In the very long run, neither currency hedging nor inflation hedging pays off for investors' returns, according to an annual report by the London Business School and Credit Suisse.
For investors in most countries, the impact of currency changes over the past 113 years has been “modest,” and currency in real terms (adjusted for purchasing power) has been fairly consistent over the period, according to the Credit Suisse Global Investment Returns Yearbook 2012 by Elroy Dimson, Paul Marsh and Mike Staunton. Messrs. Dimson and Marsh are emeritus finance professors at London Business School, while Mr. Staunton is director of the school's London Share Price Database.
Meanwhile, few assets effectively hedge inflation, and the one that does — indexed-linked government bonds — offered negative yields in the U.S., U.K. and Canada as of Dec. 31.
“If we want to hedge ourselves against inflation, we will get a poor return for that,” Mr. Dimson said at a Feb. 7 news conference in London.
Currency movements can be significant and hedging decisions can be meaningful, the professors said. During the 40-year period ended Dec. 31 (the post-Bretton Woods era), U.S. investors would have benefited from not hedging. Annualized equity returns of 6.1% were boosted 140 basis points annually by not hedging equities, while bond returns of 4.6% benefited from a 150-basis-point fillip.

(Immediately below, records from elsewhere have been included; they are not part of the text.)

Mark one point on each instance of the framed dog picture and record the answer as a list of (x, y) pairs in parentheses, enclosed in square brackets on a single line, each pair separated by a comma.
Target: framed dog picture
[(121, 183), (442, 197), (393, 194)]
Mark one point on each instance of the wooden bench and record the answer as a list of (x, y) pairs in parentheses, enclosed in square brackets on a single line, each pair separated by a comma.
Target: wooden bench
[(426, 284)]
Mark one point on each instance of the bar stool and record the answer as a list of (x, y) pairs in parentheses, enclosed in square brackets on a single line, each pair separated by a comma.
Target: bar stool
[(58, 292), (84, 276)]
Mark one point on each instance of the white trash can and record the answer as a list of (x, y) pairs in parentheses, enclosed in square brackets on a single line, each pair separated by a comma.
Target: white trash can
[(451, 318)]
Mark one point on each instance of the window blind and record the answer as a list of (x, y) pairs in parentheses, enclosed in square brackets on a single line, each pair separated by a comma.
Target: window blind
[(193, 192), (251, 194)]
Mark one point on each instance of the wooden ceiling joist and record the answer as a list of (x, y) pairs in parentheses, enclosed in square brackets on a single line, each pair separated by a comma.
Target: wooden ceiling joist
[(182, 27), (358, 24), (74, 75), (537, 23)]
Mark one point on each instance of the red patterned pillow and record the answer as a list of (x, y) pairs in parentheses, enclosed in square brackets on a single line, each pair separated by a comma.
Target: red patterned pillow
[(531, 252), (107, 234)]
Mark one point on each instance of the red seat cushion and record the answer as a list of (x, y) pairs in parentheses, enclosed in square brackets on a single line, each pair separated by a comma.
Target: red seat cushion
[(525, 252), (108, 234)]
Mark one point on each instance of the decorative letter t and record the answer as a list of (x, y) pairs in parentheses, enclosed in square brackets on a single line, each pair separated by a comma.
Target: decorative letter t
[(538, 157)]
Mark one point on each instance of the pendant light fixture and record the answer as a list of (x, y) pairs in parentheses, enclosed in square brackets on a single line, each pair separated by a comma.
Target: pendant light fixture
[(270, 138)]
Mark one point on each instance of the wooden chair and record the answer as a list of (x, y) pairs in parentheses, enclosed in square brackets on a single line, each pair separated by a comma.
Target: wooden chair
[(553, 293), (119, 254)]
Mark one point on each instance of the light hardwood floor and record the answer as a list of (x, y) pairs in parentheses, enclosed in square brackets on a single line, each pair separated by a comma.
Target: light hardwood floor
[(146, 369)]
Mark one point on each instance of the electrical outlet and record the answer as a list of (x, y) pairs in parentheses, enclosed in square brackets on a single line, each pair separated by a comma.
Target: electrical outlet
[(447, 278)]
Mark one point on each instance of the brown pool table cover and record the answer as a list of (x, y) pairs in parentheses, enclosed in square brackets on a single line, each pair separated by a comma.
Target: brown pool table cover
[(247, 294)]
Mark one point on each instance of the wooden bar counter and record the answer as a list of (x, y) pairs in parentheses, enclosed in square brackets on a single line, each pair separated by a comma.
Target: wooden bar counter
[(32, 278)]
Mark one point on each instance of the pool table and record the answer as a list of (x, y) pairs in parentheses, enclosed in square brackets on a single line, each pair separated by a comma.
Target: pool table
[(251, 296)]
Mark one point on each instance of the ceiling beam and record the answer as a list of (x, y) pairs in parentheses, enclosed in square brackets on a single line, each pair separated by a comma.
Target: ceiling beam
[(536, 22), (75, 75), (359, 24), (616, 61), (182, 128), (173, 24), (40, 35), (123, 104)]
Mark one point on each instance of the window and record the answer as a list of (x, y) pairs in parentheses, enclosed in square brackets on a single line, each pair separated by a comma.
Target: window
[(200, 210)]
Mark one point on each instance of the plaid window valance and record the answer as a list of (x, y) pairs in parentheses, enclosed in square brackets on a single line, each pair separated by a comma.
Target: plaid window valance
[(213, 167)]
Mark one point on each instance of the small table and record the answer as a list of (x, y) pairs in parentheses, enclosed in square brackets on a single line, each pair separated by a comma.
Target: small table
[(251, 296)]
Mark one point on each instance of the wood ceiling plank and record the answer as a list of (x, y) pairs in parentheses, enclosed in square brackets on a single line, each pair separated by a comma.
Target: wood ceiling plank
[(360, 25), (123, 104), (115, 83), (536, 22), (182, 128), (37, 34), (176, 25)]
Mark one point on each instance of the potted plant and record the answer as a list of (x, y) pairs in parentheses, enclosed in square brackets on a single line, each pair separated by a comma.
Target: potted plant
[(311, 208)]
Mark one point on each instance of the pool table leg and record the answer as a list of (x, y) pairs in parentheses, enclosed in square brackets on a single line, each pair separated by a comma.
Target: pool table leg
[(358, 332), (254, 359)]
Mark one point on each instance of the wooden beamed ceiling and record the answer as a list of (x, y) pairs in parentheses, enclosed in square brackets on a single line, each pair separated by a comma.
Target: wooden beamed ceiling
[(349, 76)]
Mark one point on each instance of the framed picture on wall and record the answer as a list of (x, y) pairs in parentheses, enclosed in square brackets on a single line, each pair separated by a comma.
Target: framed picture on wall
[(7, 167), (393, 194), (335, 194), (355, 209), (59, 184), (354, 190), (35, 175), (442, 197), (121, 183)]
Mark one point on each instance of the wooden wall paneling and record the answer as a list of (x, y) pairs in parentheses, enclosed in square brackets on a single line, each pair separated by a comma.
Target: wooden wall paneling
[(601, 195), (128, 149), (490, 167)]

While currency hedging might be effective over shorter periods, across all countries it's a zero-sum game, the yearbook authors state. That is, currency movements that boost returns on U.S. investors' European holdings similarly reduce Europeans' U.S. investment returns.
“Don't think of (currency) hedging as something you do to enhance returns; it's something you do to decrease risk,” Mr. Marsh said at the news conference.